Sem linguagem
Matheus Landim
Pobre Hermann. Morreu sem dar uma palavra. Ninguém nunca soube o que ele realmente queria. Ninguém nunca soube com o que sonhava. Nunca chorou com palavras. Nunca gritou de raiva. Do padre, nunca ouviu um sermão. Nunca, a ninguém, teve que pedir perdão. Nunca ouviu música que acalmasse seu coração. Nunca citou Clarice. Nunca escutou Cartola. Nunca fez fofoca. Nunca perguntou a alguém a hora. Nunca escreveu um texto. Nunca olhou algo que o deleitasse. Talvez nem soubesse o que deleite era; tampouco pôde apreciar arte. Nunca dançou balé, nunca falou francês, nunca dançou forró, nunca cometeu erro de português. Nunca esculpiu um vaso de argila, nunca bebeu água de uma bica, nunca se viu nas fotos de família. Ninguém nunca lhe deu uma bronca, nunca ouviu um absurdo, nunca conheceu um anjo torto que lhe pudesse falar o que se passava no mundo. Nunca se decepcionou com a política, nunca nem desconfiou da Bíblia, nunca ficou com medo de um barulho no mato, nunca viu um vulto passar rápido. Nunca pintou quadro, nunca soube História, nunca viu imagem chocante, nunca ouviu discurso pedante.
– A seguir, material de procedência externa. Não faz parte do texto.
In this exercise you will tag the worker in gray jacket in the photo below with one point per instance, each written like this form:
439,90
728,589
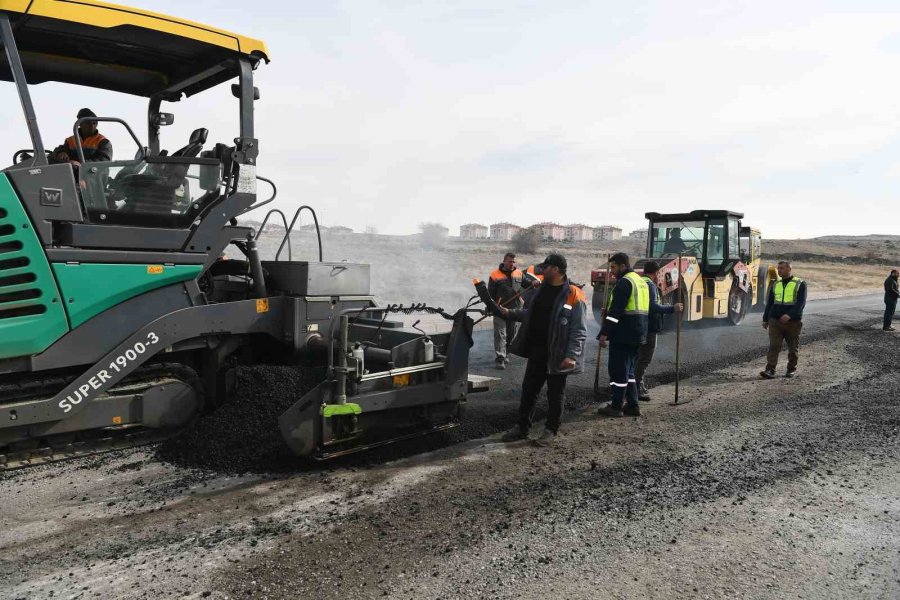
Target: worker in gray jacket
552,338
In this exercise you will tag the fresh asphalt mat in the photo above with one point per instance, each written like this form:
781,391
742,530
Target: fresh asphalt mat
754,489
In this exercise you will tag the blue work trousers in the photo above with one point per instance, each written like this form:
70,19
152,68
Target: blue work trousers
622,361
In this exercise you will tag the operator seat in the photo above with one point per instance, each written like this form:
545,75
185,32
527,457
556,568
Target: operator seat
195,144
159,195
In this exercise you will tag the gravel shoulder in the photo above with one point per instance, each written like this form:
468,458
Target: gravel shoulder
752,489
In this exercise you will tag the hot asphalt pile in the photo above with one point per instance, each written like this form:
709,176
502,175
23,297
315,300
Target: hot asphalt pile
242,435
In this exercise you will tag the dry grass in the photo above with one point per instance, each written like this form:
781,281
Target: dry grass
836,276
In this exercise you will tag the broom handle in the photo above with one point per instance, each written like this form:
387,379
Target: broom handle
678,318
599,347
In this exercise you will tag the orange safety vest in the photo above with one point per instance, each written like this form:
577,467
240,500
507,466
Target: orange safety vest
575,296
530,272
90,145
499,275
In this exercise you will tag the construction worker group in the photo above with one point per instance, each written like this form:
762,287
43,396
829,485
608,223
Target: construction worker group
541,315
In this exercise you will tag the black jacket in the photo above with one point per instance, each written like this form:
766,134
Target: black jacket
776,311
568,329
891,292
626,329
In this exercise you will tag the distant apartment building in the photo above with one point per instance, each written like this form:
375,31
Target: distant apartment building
639,235
579,233
608,233
473,231
552,231
504,232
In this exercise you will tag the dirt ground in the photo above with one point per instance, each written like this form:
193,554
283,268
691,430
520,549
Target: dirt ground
750,489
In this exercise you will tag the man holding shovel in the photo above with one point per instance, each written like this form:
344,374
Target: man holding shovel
552,338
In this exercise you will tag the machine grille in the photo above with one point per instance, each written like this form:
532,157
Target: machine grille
20,292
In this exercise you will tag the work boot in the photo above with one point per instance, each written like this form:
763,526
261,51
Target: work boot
610,411
643,392
547,438
514,435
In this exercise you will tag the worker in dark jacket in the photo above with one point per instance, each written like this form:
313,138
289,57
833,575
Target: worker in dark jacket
891,293
552,339
95,146
784,319
654,326
624,330
505,287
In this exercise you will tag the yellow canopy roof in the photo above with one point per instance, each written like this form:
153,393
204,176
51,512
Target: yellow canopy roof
121,48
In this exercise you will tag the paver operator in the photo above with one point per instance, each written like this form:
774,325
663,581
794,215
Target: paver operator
784,319
94,144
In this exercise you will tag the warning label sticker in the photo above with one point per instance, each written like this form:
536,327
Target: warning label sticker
247,179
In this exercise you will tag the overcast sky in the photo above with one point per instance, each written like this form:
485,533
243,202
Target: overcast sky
389,114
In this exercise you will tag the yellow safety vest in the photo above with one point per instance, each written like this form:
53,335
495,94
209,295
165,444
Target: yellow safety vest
639,303
786,294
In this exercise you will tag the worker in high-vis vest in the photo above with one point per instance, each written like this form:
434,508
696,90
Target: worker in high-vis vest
784,319
624,330
654,327
94,145
505,287
552,336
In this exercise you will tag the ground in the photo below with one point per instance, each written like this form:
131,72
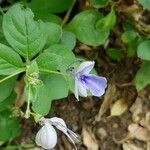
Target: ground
91,117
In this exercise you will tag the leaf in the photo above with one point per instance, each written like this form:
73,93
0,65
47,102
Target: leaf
68,39
143,51
54,87
145,3
129,36
83,26
54,33
6,103
51,6
6,87
10,61
9,126
25,35
64,54
2,38
47,17
99,3
107,22
142,78
49,61
114,53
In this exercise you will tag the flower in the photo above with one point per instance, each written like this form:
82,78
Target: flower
47,136
85,81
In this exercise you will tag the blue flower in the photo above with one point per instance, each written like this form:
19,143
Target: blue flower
88,82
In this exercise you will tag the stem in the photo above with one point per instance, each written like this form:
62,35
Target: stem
10,76
27,113
68,14
1,11
54,72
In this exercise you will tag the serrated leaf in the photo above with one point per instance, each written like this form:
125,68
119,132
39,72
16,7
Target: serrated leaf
51,6
83,26
63,53
143,51
10,61
9,126
142,78
54,87
6,87
68,39
25,35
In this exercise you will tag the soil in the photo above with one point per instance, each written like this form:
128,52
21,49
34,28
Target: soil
107,132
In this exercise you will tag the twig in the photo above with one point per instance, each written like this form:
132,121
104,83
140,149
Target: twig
68,14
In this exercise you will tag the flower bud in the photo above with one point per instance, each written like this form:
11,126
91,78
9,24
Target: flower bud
46,136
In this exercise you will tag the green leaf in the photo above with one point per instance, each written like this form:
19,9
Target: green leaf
2,38
51,6
129,36
9,126
99,3
6,87
83,26
143,51
114,54
107,22
25,35
49,61
54,87
68,39
142,78
47,17
10,61
7,102
54,33
145,3
63,53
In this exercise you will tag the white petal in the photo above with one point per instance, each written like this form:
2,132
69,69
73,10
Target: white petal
86,67
82,88
46,136
61,125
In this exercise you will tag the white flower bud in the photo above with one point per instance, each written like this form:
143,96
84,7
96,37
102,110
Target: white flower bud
46,136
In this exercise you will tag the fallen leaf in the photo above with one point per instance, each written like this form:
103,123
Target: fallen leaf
139,132
89,139
119,107
129,146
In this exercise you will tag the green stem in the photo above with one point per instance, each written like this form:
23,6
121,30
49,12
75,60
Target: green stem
10,76
53,72
27,113
68,14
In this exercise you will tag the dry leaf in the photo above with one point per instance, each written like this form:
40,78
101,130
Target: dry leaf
136,110
89,139
139,132
129,146
119,107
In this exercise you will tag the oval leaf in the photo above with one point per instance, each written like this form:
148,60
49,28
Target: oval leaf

Nunca rasgou jornal, nunca folheou revista, nunca escreveu redação e nem sabia o que havia ocorrido entre os judeus e um tal nazista. Nunca gritou com a mãe, nunca pediu silêncio; nunca ouviu uma lenda, nunca reclamou da merenda. Nunca quebrou um copo, nunca comeu brigadeiro com a mão, nunca acompanhou a moda, nunca falou palavrão. Mil pessoas poderiam ter gritado em seus ouvidos e ele não esboçaria nenhuma reação! Nunca ouviu uma cigarra, um piano, uma flauta ou um tambor. O cachorro nunca latiu. O telefone nunca tocou. Esse era seu mundo: mundo surdo, mundo imóvel, mundo mudo, mundo cego, mundo bruto.